What Big Data is Really About
Ignore the hype surrounding big data. What's really important is to learn about the new models for data processing that big data is bringing so you can plan rather than react.
- By Mark Madsen
- January 22, 2013
[Editor's note: Mark Madsen is leading several sessions at the TDWI World Conference in Las Vegas February 17-22, 2013. ]
Big data isn't hype, but it is being hyped. There is substance to the technology shift happening in the broader data management market of which both business intelligence and big data are a part. The real question to ask is "what's different?"
The constant drone of the "three Vs of big data" we keep hearing in the media doesn't explain much. This focuses on a literal interpretation of big data, explaining it in terms of bigness (except when the data isn't big), variety (except when there isn't any variety in the data), and velocity (except when the data is processed in batch). So you can have big data without any of the three Vs, making this an empty definition.
Big data implies big, but is it? Many people are using the technologies to process moderate volumes of data, perhaps in the same way we use ETL. Big isn't necessarily a euphemism for unstructured data, either. Much of that data is structured. It might be log files, but those logs are events, generally easy to map to a relational table. It may be text, variably structured data, or the simple rows and columns we're used to.
The term implies that the shift is about data, but it's equally about technology. One assumption is that big data technology equals Hadoop. It's more than Hadoop. There are real-time data stores, processing and analytics engines, and streaming technologies for monitoring and processing data as it flows. Some are built on top of Hadoop or HDFS while others exist independently. What they usually share is an ability to be deployed in dynamically scalable configurations.
The reality is that big data is about new models for data processing. It's isn't some specific type of data, or huge volume of data, or specific technology. It's about applying new technologies to meet unfulfilled needs that (usually) can't be met by the traditional data warehouse architecture.
The areas where a data warehouse has difficulty are analytic processing, some types of data processing and transformation, and timeliness of development.
Some analytic processing is possible in SQL. Because of this, many database and analytic tool vendors say there's no need to change, or the answer is to use a more scalable database.
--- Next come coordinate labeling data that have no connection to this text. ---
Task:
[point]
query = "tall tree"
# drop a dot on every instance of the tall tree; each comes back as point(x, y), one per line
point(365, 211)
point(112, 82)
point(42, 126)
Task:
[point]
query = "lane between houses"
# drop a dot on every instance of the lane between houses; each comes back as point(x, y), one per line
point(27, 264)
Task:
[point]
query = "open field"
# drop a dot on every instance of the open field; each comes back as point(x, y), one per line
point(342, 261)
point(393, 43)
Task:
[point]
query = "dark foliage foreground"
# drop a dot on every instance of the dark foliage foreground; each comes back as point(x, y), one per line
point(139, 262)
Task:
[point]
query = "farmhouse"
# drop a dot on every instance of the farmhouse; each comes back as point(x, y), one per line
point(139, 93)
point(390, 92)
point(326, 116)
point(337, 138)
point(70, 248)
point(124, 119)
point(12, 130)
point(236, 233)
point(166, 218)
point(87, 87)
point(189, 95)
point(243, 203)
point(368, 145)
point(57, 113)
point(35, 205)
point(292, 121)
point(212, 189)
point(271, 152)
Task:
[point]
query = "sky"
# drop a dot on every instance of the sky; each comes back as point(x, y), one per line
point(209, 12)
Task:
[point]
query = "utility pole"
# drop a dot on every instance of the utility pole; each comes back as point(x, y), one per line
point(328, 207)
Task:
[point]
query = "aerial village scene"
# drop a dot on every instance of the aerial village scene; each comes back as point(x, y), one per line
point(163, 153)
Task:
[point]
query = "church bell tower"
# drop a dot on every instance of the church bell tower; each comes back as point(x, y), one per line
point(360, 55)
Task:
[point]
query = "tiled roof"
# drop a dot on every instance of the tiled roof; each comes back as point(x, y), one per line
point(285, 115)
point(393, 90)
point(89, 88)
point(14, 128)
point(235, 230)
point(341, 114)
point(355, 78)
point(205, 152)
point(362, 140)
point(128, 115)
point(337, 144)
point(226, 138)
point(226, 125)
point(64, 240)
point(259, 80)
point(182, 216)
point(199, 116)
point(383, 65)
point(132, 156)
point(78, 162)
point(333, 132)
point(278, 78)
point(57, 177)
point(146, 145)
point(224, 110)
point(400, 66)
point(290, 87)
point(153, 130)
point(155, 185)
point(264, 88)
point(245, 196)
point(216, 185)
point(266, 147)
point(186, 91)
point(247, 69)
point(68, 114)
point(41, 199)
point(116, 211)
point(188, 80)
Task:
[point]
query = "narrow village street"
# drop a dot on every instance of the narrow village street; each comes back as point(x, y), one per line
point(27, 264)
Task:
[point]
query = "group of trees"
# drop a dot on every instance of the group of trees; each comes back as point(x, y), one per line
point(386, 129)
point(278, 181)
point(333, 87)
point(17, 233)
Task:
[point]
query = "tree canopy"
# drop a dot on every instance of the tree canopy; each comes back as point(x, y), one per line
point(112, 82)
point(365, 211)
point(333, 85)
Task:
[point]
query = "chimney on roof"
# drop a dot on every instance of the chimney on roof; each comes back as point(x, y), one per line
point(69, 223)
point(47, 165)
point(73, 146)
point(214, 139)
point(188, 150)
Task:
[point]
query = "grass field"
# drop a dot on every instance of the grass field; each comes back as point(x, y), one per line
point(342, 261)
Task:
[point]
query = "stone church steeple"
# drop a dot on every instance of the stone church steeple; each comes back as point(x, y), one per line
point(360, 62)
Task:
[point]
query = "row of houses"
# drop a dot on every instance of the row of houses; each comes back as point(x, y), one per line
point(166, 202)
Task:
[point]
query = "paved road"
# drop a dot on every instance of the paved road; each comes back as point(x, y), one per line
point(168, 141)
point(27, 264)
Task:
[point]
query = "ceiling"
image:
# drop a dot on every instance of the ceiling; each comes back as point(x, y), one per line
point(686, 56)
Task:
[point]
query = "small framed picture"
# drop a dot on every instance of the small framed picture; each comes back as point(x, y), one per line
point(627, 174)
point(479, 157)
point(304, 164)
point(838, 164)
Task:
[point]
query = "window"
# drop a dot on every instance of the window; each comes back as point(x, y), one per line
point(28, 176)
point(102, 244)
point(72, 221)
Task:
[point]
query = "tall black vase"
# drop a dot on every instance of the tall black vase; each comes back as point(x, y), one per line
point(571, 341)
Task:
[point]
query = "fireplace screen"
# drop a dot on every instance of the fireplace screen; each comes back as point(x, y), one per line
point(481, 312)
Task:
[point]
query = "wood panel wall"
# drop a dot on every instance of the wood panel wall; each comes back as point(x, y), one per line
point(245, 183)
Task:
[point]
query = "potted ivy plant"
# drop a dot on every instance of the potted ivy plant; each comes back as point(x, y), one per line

Depending on the scale, the types of data, the user concurrency, and the algorithm, this may be true. It's equally possible that one of these elements limits the use of a database, which pushes the data warehouse to the side, as the source of the data that has to be moved, transformed, and processed elsewhere.
There are areas of basic data processing that the data warehouse technology stack has trouble with. This is less a failure of the database than of the data integration tools and the architecture. At large scale, processing becomes slow or expensive (or both). If the data is text or has a complex data structure, the DI tools may be poorly suited to the work. We end up in a situation where both the processing and the storage can be a mismatch to the tools we have available.
A constraint on the data warehouse today is the lack of agility: the response to changes or the need for rapidly cycling models and uses, as with much exploratory or experimental analytics. "Experimental" isn't restricted to scientific processing. A/B or multivariate testing of landing pages on a Web site is a form of experimentation. So are test marketing campaigns and staged product launches. It's a style of using information that means the data, models, and integrations need to be changed and updated rapidly -- something the data warehouse was not designed for. It was designed for predictable, or at least bounded, uses that didn't change significantly.
This is a constraint that is baked into the architecture. Models are static in the database, and both data integration and BI tools maintain mappings to the static database model. Each layer in the architecture managed independently, usually by different people. The capabilities in one layer are generally not available to tools in the other layers. Any change requires coordination from top to bottom. All this, and the need to model in advance, constrain the speed with which a data warehouse can react to change.
A data warehouse is good for storing the important data, and for delivery of information when the usage model is interactive query, as with BI tools and dashboards. It's less well suited to the read-write activities of exploratory analysis, the data-intensive processing of analytic models, and high-volume, low-latency, real-time workloads.
These are the usage models that various big data technologies were designed to address. They are designed more for these unmet needs than they are for the conventional workloads of BI. Because of this, they lack key features such as robust query support and good data management, to the point of sometimes lacking concepts such as metadata and schemas that are taken for granted in the data warehouse world. The features are missing because they aren't as important for non-BI uses.
Big data is about data processing and new usage models. As an architect or designer, it's helpful to look at what's different about the technologies available, the data being processed, and the uses. Big data isn't a replacement for data warehousing, nor is it an island to be maintained separately. It's part of the new IT environment in the same way data warehouses and BI were a new addition to the IT environment when there was only OLTP and batch reporting. We're still in the early stages of the market, making today the time to learn about the changes that are coming. Otherwise, you'll be reacting to changes instead of planning for them.